Need to test a index with terabytes of data, how can I do

I need to test performance of appand to a index with terabytes of data, and the index mapping is customed.
Is there a solution to this scenario?

Refer to this topic: Increase data size in Rally existing tracks

Whether to support looping to write a fixed index?

I tried, but got error.

Eventually I did this by writing data to large files.
However, it is too slow to compress large files.
Is there a big difference between source-file performance measured using the original file documents.json and the compressed file documents.json.bz2?

Have a look at the rally-eventdata-track. Unlike other tracks this does not rely on data in files but does instead generate data at runtime based on a set of probability distributions. This makes it possible to generate very large amounts of data with just track configuration. You can use this as is and just create a modified config or use this as a base for generating your own track handling your particular type of data.

This blog post describes how it was used to generate 4 TB of indexed data for a set of storage benchmarks. This video also discusses this track and its use.

This seems to be an extension based on the event-data log type, but my scenario requires testing with our actual business logs.Can rally-EventData-Track extend the data volume with custom index mapping?

I suspect you may need to create a new custom track.

Yes,does rally-EventData-Track support according custom track to generate terabytes of data?
by the way, doce source-file support config more than one file? I think this will be convenient to Increase and decrease doc amount according to different requirements

If the event format created by the rally-eventdata-track can be used it is relatively easy to create a new challenge that can generate a very large amount of data. You may also be able to alter the mappings used if necessary. If you need a specific event format and mappings you probably customize the track or generate files.

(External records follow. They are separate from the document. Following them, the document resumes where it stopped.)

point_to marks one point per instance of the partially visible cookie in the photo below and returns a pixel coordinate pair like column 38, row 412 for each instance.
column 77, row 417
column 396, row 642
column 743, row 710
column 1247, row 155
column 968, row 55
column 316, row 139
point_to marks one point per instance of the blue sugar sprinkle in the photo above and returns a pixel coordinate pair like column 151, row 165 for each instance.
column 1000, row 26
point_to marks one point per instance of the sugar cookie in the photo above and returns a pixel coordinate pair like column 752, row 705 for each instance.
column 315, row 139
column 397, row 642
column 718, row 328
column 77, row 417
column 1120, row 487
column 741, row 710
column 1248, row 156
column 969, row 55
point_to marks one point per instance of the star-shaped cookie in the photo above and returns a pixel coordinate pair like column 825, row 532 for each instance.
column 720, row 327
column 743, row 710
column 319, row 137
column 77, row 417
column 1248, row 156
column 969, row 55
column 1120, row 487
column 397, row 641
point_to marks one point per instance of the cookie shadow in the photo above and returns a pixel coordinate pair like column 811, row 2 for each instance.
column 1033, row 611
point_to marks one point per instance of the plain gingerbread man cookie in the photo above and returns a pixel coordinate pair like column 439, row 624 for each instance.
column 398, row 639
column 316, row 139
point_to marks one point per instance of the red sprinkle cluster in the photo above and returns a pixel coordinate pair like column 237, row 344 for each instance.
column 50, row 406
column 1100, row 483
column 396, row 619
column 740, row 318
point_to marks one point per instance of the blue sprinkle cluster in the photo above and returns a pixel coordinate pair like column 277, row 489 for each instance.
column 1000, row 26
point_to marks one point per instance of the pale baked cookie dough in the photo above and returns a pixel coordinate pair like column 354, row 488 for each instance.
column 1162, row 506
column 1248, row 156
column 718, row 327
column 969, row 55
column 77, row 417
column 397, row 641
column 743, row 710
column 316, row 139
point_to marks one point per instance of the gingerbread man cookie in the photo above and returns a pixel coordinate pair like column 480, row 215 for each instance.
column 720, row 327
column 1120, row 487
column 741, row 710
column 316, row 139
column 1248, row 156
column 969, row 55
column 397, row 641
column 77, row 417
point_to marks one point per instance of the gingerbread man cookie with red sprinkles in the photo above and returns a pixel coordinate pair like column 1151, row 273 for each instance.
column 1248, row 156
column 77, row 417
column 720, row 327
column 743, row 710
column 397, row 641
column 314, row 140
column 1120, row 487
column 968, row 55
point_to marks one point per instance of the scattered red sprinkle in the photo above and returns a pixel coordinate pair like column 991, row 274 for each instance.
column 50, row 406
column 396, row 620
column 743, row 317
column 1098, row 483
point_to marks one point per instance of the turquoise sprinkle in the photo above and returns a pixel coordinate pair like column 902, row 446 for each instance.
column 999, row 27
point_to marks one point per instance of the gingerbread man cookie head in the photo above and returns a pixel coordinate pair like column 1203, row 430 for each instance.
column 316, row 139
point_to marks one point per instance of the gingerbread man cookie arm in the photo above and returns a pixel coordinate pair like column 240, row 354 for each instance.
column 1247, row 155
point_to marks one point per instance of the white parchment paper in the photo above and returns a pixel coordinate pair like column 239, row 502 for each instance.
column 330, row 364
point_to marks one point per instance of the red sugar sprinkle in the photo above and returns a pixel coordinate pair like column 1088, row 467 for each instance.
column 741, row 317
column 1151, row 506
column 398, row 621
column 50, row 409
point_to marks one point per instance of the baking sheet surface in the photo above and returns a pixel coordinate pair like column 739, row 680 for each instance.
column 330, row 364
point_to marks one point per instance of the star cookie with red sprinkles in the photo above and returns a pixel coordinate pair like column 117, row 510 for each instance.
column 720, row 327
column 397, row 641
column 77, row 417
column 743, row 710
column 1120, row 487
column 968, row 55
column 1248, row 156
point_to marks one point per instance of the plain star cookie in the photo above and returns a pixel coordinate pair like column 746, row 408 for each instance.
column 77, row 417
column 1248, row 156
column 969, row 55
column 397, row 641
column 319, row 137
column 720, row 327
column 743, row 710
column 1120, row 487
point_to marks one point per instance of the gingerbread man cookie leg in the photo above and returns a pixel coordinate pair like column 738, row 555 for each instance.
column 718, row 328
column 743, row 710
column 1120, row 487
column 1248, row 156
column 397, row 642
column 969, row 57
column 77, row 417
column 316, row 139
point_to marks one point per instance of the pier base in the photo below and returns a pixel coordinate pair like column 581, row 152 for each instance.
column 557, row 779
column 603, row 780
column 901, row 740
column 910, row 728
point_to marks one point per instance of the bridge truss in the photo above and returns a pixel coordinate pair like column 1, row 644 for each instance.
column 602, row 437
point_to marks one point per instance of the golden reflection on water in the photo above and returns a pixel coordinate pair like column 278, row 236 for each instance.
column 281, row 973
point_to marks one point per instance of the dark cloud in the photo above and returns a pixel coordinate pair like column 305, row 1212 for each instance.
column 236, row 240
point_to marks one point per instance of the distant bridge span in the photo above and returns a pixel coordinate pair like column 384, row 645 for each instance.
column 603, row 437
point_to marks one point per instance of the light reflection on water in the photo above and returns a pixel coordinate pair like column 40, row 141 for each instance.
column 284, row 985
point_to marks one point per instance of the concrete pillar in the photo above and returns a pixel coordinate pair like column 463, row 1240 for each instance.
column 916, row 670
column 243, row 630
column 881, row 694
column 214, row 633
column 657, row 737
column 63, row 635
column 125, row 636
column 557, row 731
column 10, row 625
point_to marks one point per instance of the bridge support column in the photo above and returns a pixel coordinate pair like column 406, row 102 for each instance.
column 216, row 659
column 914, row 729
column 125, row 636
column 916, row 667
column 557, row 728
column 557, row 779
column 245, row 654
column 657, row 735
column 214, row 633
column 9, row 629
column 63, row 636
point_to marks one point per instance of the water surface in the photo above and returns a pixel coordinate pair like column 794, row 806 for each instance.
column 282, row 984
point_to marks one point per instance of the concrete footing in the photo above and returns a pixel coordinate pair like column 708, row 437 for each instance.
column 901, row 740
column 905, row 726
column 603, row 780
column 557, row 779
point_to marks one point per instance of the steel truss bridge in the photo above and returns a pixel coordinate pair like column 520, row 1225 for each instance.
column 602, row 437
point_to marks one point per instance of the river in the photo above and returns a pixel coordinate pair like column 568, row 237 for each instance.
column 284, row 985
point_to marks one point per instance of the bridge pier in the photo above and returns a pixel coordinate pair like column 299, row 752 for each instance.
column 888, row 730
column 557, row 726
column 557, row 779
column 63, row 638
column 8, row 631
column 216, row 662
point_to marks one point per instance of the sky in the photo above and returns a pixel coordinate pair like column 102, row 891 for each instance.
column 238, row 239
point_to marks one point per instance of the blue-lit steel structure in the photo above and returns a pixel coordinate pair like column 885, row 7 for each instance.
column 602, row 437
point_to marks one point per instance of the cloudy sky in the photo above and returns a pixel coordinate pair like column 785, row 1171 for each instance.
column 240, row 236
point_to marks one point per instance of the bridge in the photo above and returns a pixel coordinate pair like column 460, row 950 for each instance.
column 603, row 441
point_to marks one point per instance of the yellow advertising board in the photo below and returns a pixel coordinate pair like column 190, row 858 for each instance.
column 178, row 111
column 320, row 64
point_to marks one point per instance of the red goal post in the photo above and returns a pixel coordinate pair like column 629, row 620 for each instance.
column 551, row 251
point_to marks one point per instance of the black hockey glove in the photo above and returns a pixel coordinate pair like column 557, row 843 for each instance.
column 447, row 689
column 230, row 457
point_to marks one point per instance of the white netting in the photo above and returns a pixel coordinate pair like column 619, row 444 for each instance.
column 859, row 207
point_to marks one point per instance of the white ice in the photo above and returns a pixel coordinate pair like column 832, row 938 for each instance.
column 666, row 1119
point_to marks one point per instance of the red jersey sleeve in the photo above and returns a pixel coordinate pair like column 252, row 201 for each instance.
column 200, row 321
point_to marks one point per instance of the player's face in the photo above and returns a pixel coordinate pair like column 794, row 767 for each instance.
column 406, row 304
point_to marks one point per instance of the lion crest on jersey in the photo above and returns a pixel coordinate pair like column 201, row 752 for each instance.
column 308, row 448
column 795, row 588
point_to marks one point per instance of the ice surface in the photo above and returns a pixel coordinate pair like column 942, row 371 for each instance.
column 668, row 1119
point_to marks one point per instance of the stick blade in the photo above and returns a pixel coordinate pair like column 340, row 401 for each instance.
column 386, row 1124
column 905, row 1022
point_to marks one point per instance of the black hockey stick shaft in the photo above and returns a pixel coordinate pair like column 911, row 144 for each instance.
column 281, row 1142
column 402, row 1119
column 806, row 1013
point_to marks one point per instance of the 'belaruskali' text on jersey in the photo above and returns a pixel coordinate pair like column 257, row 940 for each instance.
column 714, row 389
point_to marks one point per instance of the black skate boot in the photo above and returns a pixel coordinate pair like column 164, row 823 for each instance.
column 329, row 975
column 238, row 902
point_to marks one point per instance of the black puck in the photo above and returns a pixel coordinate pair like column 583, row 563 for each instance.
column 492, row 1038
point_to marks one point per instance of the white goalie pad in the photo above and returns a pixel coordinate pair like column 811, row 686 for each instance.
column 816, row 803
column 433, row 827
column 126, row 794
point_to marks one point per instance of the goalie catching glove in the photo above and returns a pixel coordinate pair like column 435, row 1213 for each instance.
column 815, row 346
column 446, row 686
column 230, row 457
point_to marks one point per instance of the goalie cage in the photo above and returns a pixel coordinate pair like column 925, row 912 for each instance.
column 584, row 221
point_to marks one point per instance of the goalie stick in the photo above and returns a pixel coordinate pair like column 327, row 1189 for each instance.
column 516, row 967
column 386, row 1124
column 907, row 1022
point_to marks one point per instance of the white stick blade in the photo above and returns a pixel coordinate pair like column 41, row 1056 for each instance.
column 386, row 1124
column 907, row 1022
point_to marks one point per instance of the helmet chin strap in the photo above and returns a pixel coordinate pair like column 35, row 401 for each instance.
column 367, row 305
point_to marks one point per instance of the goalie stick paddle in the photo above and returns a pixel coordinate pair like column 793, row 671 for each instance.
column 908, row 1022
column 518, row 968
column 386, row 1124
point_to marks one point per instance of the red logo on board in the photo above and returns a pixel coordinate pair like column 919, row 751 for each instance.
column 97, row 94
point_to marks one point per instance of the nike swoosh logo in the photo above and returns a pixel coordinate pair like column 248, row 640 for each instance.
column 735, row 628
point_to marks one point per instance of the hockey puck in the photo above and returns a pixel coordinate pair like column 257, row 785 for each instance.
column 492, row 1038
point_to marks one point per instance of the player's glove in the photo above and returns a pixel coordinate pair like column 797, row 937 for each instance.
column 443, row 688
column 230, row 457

I am still not sure I fully understand what you are looking to test. Could you please elaborate on what you are looking to test and achieve? Are you looking to index into a set of time-based indices and see hoe the cluster performs with large amounts of data or are you going to index into a single index that will grow very large? What is your use case?

We want to test sending 2T of specific data to an index to see how large the cluster can reach.Now I have solved this problem, but I had a puzzle during the testing.

first question: Does the final result of throughput include replicas? I think the result was only primary shard and it seems according to samples to culculate: sum(bulk_size)/time_period. Does this right?
I have read How Write throughput is calculated in Rally - #2 by dliappis

second question: When the index_append start, i use iostat to monitor the io, sometimes the readbyte is zero, why? the bulk_indexing_client_num is 64.

third question: How can I know rally has start the amount of clients that I set?

This topic was automatically closed 28 days after the last reply. New replies are no longer allowed.